# Double dovetail cigar



## low_48 (Jun 20, 2006)

I keep talking about getting ready for Louisville, but this is my first national symposium. I thought I'd better have a pen worth using there, and of course have something for the pen makers open rotation. 
Here it is, a walnut/hard maple double dovetail cigar. I made these blanks quite a long time ago when I was inspired from this group. The double dovetail was cut on an Incra Jig. The finish is CA.
Rich


----------



## Penmonkey (Jun 20, 2006)

Very very nice Rich!!![]


----------



## thetalbott4 (Jun 20, 2006)

Cool! Great work. My brother has an incra jig and does those types of joints on boxes. I never considered it for pen blanks. Duh! There all kinds of possibilities there.


----------



## JimGo (Jun 20, 2006)

WOW, that's a beauty Rich!  Nice to see that you still know how to make a pen! []


----------



## dfurlano (Jun 20, 2006)

nice


----------



## Jim15 (Jun 20, 2006)

That is great, nice work.


----------



## johncrane (Jun 20, 2006)

very artistic, just shows you how good you are. well done.


----------



## challagan (Jun 20, 2006)

That's a sweet looking pen!

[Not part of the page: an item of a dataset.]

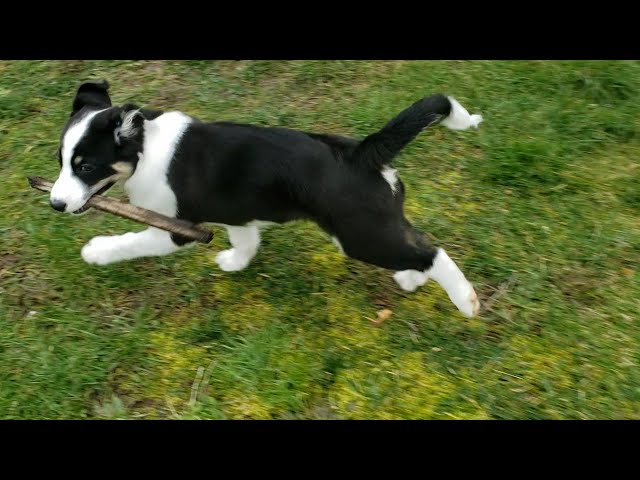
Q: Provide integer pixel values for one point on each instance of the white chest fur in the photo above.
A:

Nice job. 

Corey


----------



## low_48 (Jun 21, 2006)

Thanks everybody, I'm with you JimGo. I wasn't sure I could still do it either[] I'll want to do alot of turning when I get back. Besides, I think every square inch has wood sitting on it around here. I have been thinking about renting one of those POD temporary storeage deals for more lumber.[}]Nope, I think it's time to turn!
Rich


----------



## Nolan (Jun 21, 2006)

very nice I think you just inspired me to turn the one I glued up about a 6 weeks ago[] Guess I now know about what it will look like
Nolan


----------



## Dario (Jun 21, 2006)

Impressive!  Good job!


----------



## Ligget (Jun 21, 2006)

Great job, pen looks fantastic!![]


----------



## woodmarc (Jun 21, 2006)

Now that's a woodworkers pen.  Nothing says fine craftsmanship like a finely crafted dovetail jig.
Even in a pen!

Very nice.


----------



## wdcav1952 (Jun 21, 2006)

Way to go, Rich!  That will inspire others to push the limits of their woodworking, whether lathe or flatwork.


----------



## angboy (Jun 21, 2006)

Very nice pen! And like someone else said- especially to someone who does other types of woodworking and could appreciate the dovetail joints, it would be a doubly perfect gift! [][]


----------



## csb333 (Jun 22, 2006)

Beautiful! This and other posts make me want to make a better pen. It also makes me realize how far behind I am- Chris


----------



## chitswood (Jun 22, 2006)

Ooh, interesting...


----------



## huntersilver (Jun 22, 2006)

Very nice looking pen!


----------



## Ron in Drums PA (Jun 22, 2006)

Now that is a pen ANY woodworker would love!


----------



## Jerryconn (Jun 22, 2006)

That is a great looking pen and very unique!  Super job!


----------



## chigdon (Jun 23, 2006)

Great look!


----------



## Glenn McCullough (Jun 24, 2006)

Handsome pen, well crafted, nice finish and really good photo. A home run in my book!


----------



## chay (Jun 25, 2006)

awsome, simply awsome


----------



## airrat (Jun 25, 2006)

very nice, good job on lining up everything.


----------



## Jim in Oakville (Jun 25, 2006)

Cool Pen Rich,

I twas great to see this pen in Louisville and it was even better to meet you!![]


----------